One result is that small businesses are hurt disproportionately. A recent study found that small firms incur 40% more regulatory costs per employee than do large corporations, and these costs are a significant contributor to business failure. Since we know that small businesses drive economic growth, it makes economic sense to lessen the burden on small firms rather than increase it.
So where do we begin to improve federal regulation? Perhaps a first step to move in the direction that Pope Benedict envisioned is to apply charity by implementing differential levels of control. When I was a child, my parents claimed to apply the family rules equally across all of us kids, but in reality supervised us older trouble-makers much more closely than the younger ones. They knew which kids could create the most damage and they devoted their "regulatory" attention accordingly.

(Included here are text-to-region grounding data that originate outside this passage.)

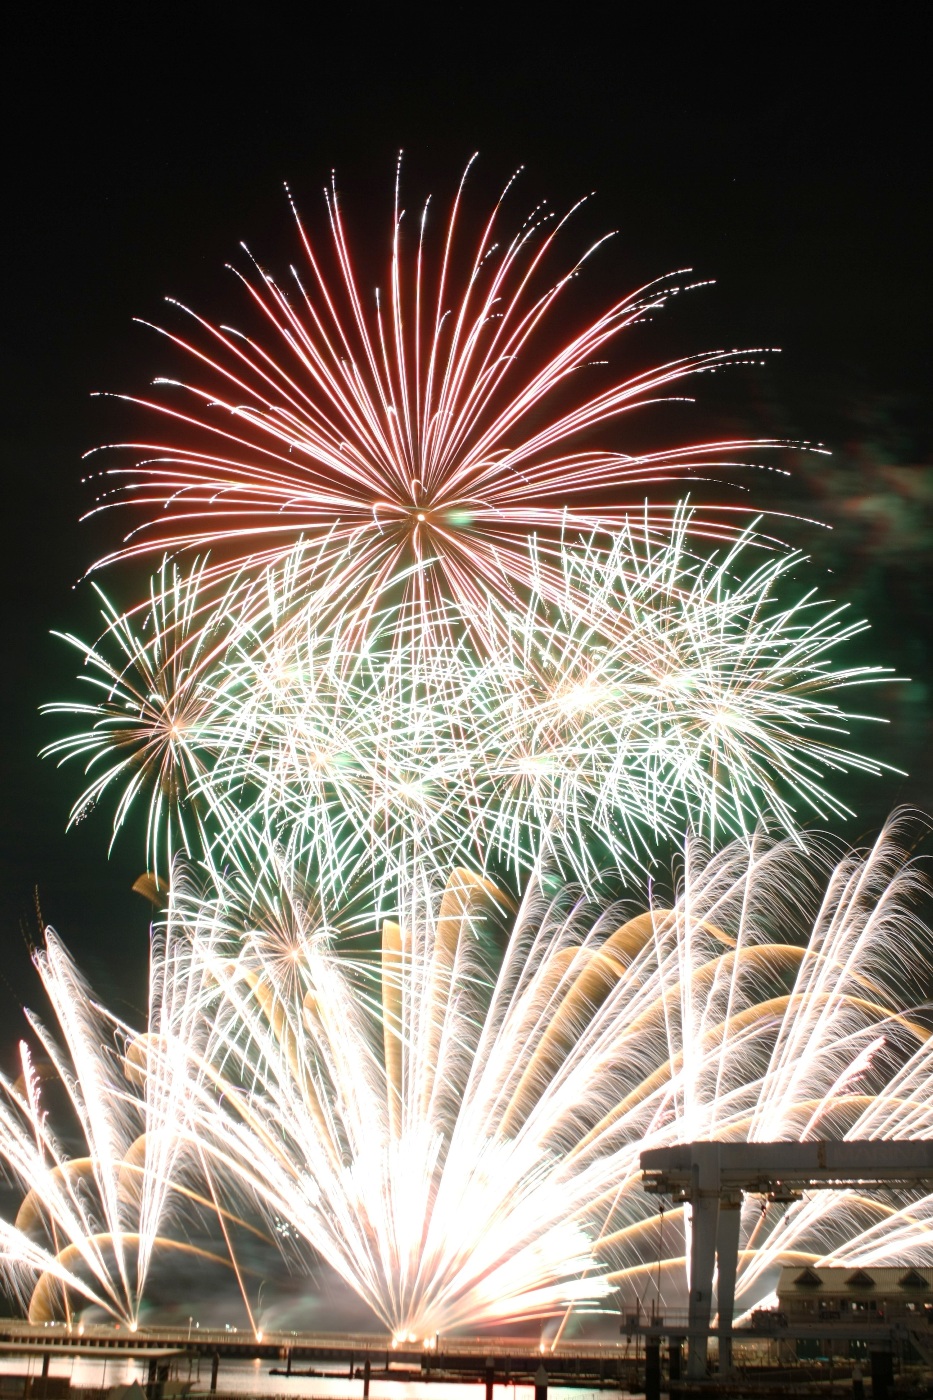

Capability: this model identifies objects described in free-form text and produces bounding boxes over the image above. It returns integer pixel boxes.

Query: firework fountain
[168,818,933,1340]
[0,926,230,1325]
[3,164,928,1336]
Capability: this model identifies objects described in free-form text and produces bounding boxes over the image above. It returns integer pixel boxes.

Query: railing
[0,1320,634,1360]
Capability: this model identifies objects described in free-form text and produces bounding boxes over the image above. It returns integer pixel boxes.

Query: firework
[47,162,880,902]
[41,559,247,876]
[24,157,919,1346]
[174,815,933,1339]
[0,925,230,1325]
[85,161,802,645]
[44,514,888,900]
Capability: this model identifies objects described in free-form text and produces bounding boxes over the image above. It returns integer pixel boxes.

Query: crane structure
[639,1139,933,1379]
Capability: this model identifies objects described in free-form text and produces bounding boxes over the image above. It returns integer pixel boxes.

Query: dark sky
[1,10,931,1028]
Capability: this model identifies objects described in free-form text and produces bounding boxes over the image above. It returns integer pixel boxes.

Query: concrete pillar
[686,1188,720,1378]
[484,1357,494,1400]
[363,1356,371,1399]
[715,1192,743,1374]
[41,1357,50,1379]
[210,1353,219,1394]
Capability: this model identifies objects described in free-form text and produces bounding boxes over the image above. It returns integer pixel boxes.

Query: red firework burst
[85,158,800,625]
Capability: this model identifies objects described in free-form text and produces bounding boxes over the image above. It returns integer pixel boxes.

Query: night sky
[1,11,931,1036]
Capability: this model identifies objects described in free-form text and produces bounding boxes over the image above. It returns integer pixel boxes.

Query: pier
[0,1321,634,1392]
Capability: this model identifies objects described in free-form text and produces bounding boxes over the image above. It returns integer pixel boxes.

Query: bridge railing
[0,1319,635,1359]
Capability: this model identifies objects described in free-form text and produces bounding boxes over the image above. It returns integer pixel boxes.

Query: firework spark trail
[23,160,923,1339]
[43,514,890,900]
[41,560,248,876]
[44,164,887,908]
[82,162,809,648]
[0,926,228,1325]
[158,815,933,1338]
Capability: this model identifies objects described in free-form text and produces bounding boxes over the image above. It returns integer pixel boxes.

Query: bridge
[0,1320,635,1392]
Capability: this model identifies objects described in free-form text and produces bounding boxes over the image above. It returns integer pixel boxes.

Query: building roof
[778,1266,933,1297]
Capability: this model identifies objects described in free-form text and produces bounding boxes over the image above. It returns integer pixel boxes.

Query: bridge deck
[0,1322,632,1377]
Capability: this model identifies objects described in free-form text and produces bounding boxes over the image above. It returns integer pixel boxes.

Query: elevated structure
[640,1139,933,1379]
[0,1321,632,1390]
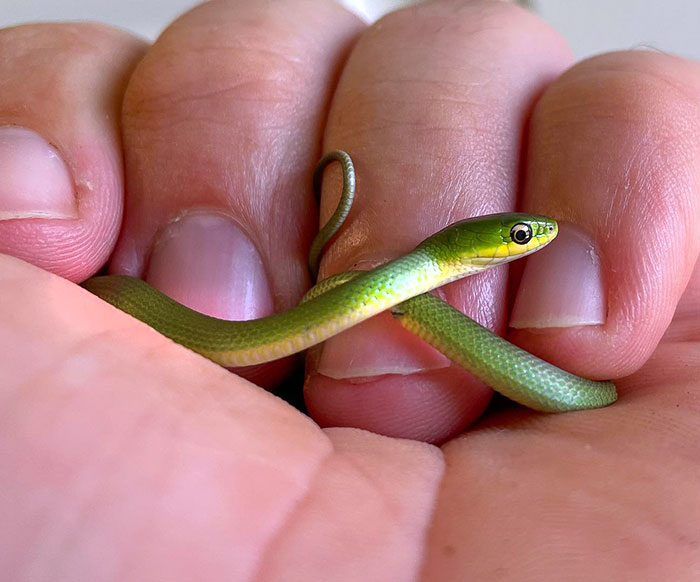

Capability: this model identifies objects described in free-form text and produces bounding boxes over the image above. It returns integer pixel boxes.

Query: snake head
[497,213,558,259]
[418,212,559,271]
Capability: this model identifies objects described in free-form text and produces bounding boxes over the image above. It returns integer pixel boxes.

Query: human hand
[2,1,699,579]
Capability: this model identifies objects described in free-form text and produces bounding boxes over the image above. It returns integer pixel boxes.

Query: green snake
[83,151,617,412]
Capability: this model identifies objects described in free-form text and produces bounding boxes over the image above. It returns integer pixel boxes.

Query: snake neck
[370,249,462,301]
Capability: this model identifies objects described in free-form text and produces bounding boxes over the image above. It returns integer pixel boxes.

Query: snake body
[83,151,617,412]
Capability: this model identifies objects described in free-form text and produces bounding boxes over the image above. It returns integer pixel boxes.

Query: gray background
[1,0,699,60]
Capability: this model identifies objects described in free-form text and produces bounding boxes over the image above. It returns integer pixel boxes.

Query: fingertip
[0,23,146,281]
[110,0,364,389]
[307,0,574,439]
[517,50,700,379]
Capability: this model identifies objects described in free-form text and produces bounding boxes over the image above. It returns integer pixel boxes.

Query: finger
[0,23,145,281]
[0,255,442,580]
[509,51,700,379]
[305,0,573,443]
[111,0,363,388]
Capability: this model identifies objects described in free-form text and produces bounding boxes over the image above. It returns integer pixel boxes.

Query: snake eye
[510,223,532,245]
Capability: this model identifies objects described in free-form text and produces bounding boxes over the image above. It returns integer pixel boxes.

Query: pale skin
[2,0,700,579]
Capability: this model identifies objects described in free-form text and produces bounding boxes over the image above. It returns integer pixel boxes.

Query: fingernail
[146,212,273,320]
[0,126,77,220]
[316,313,452,380]
[316,256,451,380]
[510,223,606,329]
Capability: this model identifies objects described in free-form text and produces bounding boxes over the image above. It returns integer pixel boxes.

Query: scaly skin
[395,293,617,411]
[83,213,554,367]
[83,151,617,411]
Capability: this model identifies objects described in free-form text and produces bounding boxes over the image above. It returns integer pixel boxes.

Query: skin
[1,0,700,579]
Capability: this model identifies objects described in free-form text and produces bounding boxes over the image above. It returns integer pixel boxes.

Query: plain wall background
[1,0,700,60]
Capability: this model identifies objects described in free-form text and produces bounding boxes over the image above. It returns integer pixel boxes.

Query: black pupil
[512,224,531,244]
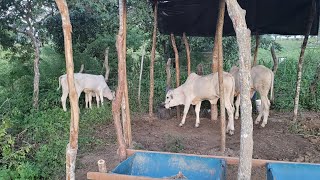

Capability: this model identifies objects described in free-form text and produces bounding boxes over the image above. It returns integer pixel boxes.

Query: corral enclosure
[1,0,320,179]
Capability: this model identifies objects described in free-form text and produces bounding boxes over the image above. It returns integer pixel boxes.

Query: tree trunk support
[293,0,316,123]
[112,0,128,162]
[252,34,260,66]
[171,33,181,120]
[225,0,253,179]
[149,1,158,117]
[55,1,80,179]
[183,32,191,75]
[122,0,132,147]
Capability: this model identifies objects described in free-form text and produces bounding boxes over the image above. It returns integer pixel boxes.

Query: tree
[0,0,55,109]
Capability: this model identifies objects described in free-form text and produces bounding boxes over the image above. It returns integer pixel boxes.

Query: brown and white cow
[229,65,274,128]
[164,72,235,135]
[58,73,115,111]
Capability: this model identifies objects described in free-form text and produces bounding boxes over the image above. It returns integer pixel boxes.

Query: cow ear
[170,94,173,99]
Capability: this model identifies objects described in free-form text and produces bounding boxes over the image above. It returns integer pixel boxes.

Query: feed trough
[267,162,320,180]
[111,151,226,180]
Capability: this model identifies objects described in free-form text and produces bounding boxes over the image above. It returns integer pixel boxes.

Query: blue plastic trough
[112,152,226,180]
[267,162,320,180]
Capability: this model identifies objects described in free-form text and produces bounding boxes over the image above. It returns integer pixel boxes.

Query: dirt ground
[76,110,320,180]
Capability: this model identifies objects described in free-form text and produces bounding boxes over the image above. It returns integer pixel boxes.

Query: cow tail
[270,72,274,103]
[57,76,62,91]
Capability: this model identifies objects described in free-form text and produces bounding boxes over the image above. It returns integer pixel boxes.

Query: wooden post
[166,58,172,91]
[270,44,278,74]
[197,63,204,75]
[215,0,226,152]
[112,0,127,162]
[293,0,315,123]
[122,0,132,147]
[149,1,158,117]
[252,34,260,66]
[104,47,110,82]
[211,0,226,122]
[55,0,80,179]
[79,64,84,73]
[138,45,146,108]
[171,33,181,120]
[225,0,253,179]
[183,33,191,75]
[97,159,107,173]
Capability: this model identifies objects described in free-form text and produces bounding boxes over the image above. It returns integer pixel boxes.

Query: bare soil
[76,110,320,180]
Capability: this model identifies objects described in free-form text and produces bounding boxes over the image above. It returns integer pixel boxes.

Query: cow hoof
[179,123,184,127]
[235,116,239,120]
[260,123,266,128]
[195,124,199,128]
[254,120,260,125]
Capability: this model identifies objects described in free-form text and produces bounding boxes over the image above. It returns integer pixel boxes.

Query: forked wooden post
[149,1,158,117]
[55,0,80,179]
[252,34,260,66]
[225,0,253,179]
[170,33,181,120]
[112,0,127,162]
[293,0,316,123]
[183,32,191,75]
[122,0,132,147]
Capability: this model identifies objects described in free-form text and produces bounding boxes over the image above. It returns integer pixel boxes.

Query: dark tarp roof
[153,0,320,37]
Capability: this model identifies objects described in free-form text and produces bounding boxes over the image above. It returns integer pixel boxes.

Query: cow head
[164,89,183,109]
[103,87,115,100]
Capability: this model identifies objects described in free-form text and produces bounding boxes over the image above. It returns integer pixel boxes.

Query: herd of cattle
[58,64,274,135]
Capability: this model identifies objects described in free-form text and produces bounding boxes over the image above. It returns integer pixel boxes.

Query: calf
[230,65,274,127]
[58,73,115,111]
[164,72,235,135]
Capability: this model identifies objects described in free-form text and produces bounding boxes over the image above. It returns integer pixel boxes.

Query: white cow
[58,73,115,111]
[164,72,235,135]
[230,65,274,127]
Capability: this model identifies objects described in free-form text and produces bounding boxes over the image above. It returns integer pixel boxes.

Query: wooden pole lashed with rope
[293,0,316,123]
[171,33,181,120]
[149,1,158,117]
[55,0,80,179]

In the same way, government regulation should be applied differentially so that the larger firms that could potentially create the biggest problems would receive closer scrutiny and have greater reporting requirements than smaller firms.
A second step is to apply more subsidiarity to the regulatory process. Responsibilities for regulatory oversight could be delegated to individual firms, channel partners or industry groups, rather than be applied only at the federal level. Directives from on high tend to neuter individual firm responsibility for the quality of the products and services they offer to the public. Individual firms will act more responsibly and apply more innovation when their managers have greater involvement in the regulation-setting process.
Differential control and delegated responsibility are two approaches inspired by Caritas in Veritate that could lift some of the regulatory burden away from fledgling businesses and respond more effectively to the needs of the common good.